Obj. 4: Dissemination- of the curricular products, implementation pilot results, and
implementation guides for communities and practices- via publications and other channels in
preparation for grant submits to enhance the program.
Description:
Women from underserved communities are eligible to participate in the educational workshop
and the evaluation of the study. We aim to recruit 200 women; 50 randomized into each arm
(researcher group, researcher one-on-one, Patient Ambassador group, Patient Ambassador
one-on-one) of the evaluation.
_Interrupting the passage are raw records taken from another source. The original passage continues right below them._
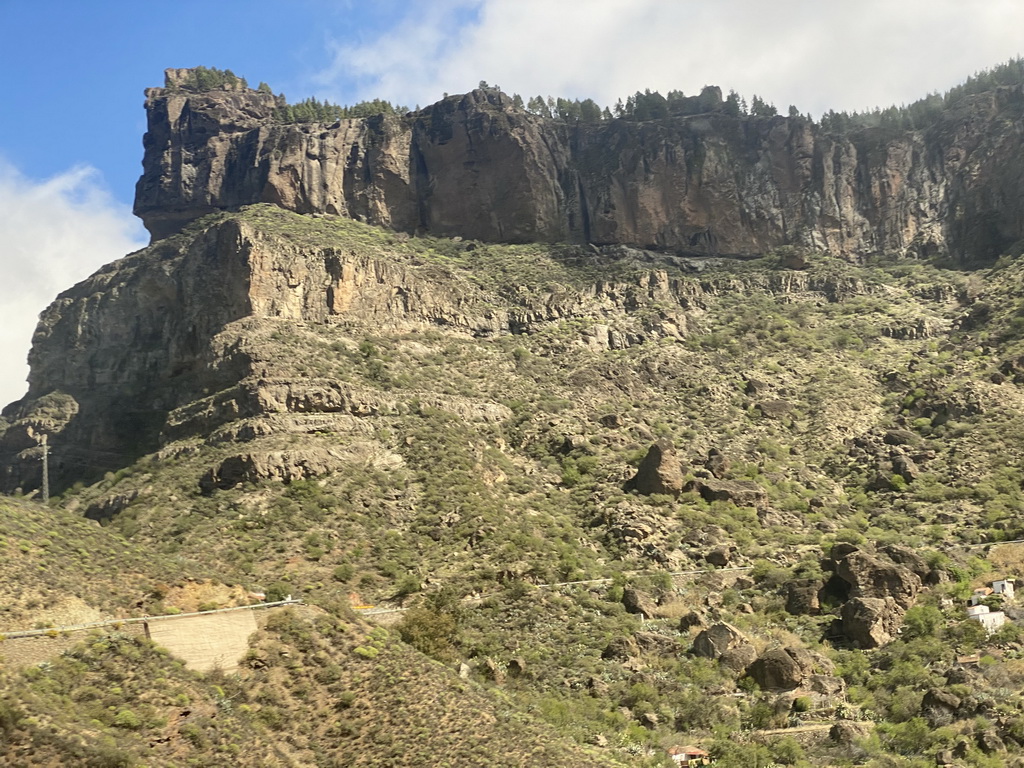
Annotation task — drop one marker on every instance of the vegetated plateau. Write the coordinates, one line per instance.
(668, 449)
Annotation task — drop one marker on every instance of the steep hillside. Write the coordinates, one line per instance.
(623, 498)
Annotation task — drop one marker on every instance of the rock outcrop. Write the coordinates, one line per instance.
(476, 166)
(659, 472)
(718, 639)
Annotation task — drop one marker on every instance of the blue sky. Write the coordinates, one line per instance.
(74, 72)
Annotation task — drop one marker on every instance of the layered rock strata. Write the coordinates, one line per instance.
(476, 166)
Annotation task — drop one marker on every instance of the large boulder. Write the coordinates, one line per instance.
(740, 493)
(717, 639)
(907, 557)
(872, 578)
(717, 463)
(848, 732)
(802, 597)
(781, 669)
(659, 472)
(737, 658)
(870, 622)
(636, 601)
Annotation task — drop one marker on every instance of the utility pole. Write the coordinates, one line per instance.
(46, 470)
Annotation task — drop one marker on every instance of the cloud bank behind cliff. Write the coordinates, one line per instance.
(817, 55)
(53, 233)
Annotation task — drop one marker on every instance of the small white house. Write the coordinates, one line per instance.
(1005, 587)
(990, 620)
(980, 594)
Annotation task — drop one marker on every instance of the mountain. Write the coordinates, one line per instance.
(475, 166)
(637, 460)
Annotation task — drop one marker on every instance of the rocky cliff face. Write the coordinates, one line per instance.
(477, 167)
(192, 333)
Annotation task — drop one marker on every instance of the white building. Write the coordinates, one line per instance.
(990, 620)
(1004, 587)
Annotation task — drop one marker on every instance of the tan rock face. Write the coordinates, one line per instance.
(475, 166)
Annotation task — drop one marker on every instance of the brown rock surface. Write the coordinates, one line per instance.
(659, 472)
(717, 639)
(870, 622)
(475, 166)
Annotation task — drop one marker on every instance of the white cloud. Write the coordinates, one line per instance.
(52, 235)
(817, 54)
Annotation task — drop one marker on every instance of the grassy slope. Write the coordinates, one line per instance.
(430, 498)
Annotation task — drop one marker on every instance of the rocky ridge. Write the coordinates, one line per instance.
(475, 166)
Participants will be recruited from community-based sources
such as the Buffalo Research Registry, primary care practices, and word of mouth through
Patient Voices Network, Our Curls, and other community-based organizations. It is anticipated
that most of these women will be African American as recruitment will be geared toward
predominately African American communities. A marketing flyer, available in e-mail or print
format, will be developed to disseminate through the various community-based strategies.
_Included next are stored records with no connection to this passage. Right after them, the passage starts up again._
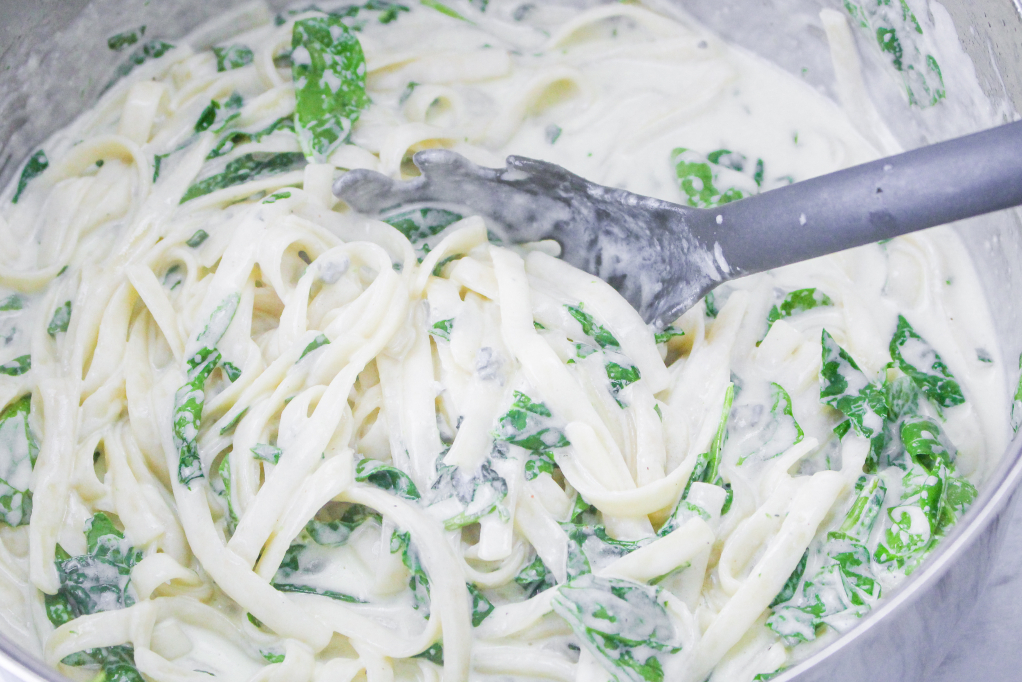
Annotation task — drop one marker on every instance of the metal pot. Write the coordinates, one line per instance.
(54, 63)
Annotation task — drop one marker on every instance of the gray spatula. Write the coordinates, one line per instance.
(663, 257)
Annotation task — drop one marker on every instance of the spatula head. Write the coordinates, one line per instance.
(646, 248)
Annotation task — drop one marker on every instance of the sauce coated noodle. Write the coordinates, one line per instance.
(250, 434)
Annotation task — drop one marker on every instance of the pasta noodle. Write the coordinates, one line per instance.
(246, 432)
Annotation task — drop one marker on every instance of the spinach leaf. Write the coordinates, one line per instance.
(196, 239)
(120, 41)
(316, 344)
(791, 585)
(434, 653)
(781, 432)
(797, 302)
(892, 26)
(668, 333)
(419, 582)
(920, 362)
(232, 370)
(336, 533)
(266, 452)
(117, 663)
(535, 578)
(224, 491)
(13, 302)
(189, 399)
(844, 588)
(420, 224)
(925, 441)
(33, 169)
(99, 580)
(386, 478)
(60, 320)
(479, 493)
(18, 450)
(1017, 402)
(305, 560)
(846, 389)
(232, 56)
(620, 623)
(708, 464)
(528, 424)
(251, 167)
(329, 72)
(710, 302)
(235, 138)
(481, 606)
(590, 548)
(592, 328)
(442, 329)
(706, 183)
(17, 366)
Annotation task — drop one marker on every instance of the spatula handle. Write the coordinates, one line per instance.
(961, 178)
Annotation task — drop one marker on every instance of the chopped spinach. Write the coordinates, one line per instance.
(34, 168)
(419, 582)
(620, 623)
(386, 478)
(99, 580)
(481, 606)
(892, 24)
(443, 9)
(442, 329)
(232, 370)
(151, 50)
(225, 492)
(592, 328)
(232, 56)
(250, 167)
(117, 663)
(196, 239)
(480, 492)
(13, 302)
(305, 560)
(235, 138)
(434, 653)
(189, 399)
(535, 578)
(18, 450)
(844, 588)
(920, 362)
(528, 424)
(420, 224)
(316, 344)
(336, 533)
(706, 183)
(60, 320)
(329, 72)
(17, 366)
(846, 389)
(797, 302)
(267, 452)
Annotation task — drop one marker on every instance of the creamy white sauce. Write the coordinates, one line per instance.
(609, 94)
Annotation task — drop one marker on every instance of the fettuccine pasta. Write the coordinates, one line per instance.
(249, 433)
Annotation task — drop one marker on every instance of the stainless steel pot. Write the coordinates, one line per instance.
(54, 63)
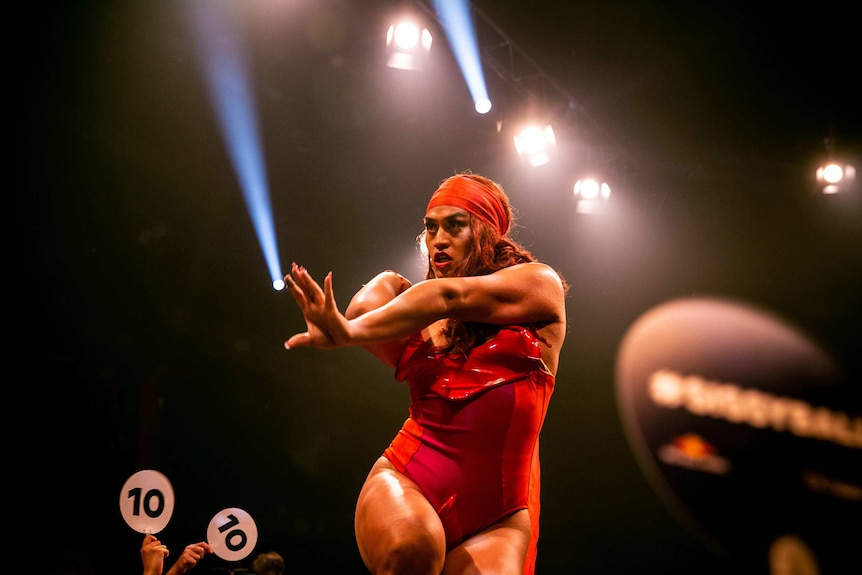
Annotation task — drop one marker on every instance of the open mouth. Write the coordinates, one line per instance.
(442, 260)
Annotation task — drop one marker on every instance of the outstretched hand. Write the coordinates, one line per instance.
(327, 327)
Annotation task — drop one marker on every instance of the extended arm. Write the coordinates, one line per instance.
(525, 293)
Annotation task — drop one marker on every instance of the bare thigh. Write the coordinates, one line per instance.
(397, 529)
(499, 550)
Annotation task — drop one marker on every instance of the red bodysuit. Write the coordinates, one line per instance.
(471, 442)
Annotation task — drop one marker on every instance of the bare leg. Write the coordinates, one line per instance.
(397, 529)
(499, 550)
Women will be consented and randomized telephonically. Randomization without replacement will
be used for every four women consented to ensure equal groups. The research associate will
conduct the baseline assessment will be collected over the telephone to maintain the
evaluation separate from the implementation of the curriculum. Curriculum content areas
include: Breast health knowledge, Breast cancer knowledge, Family History Genetics, Breast
Cancer Genetic Testing Methods, and how to collect family history information. Women
randomized into the one-on-one phone interventions will be immediately linked to either the
Patient Ambassador or researcher who will be administering the curriculum. An initial contact
will be made for introductions, to describe the process and schedule four additional times
for phone calls. One phone call will be made per week for four weeks. A packet of materials,
that include curriculum handouts and supporting tools, will be sent to the participant for
follow-up calls. The Patient Ambassador or professional will then follow up with each
participant according to the arranged schedule. For participants randomized to the group
sessions, 4 dates will be offered at the time of consent for an average of 12-13 participants
at each group. Participants will be asked to choose one date. The same materials and tools
will be given to the women at the beginning of the session. The curriculum will be delivered
in a more didactic approach with time for group interaction and hands on activities. The
sessions will be conducted via ZOOM. A fidelity checklist will be created that a member of
the research team will complete for both group sessions and will spot check 20% or the
on-on-one needs to complete to ensure completion of the full curriculum and protocols is
adhered to. Once a month contacts will be made by the individual that delivered the
curriculum as a retention strategy. Assessments are conducted immediately after the
intervention and three months after the close of the education. These surveys will consist of
the same measures included in the baseline and will add a measure about satisfaction with the
curriculum, the facilitator, and the mode of delivery.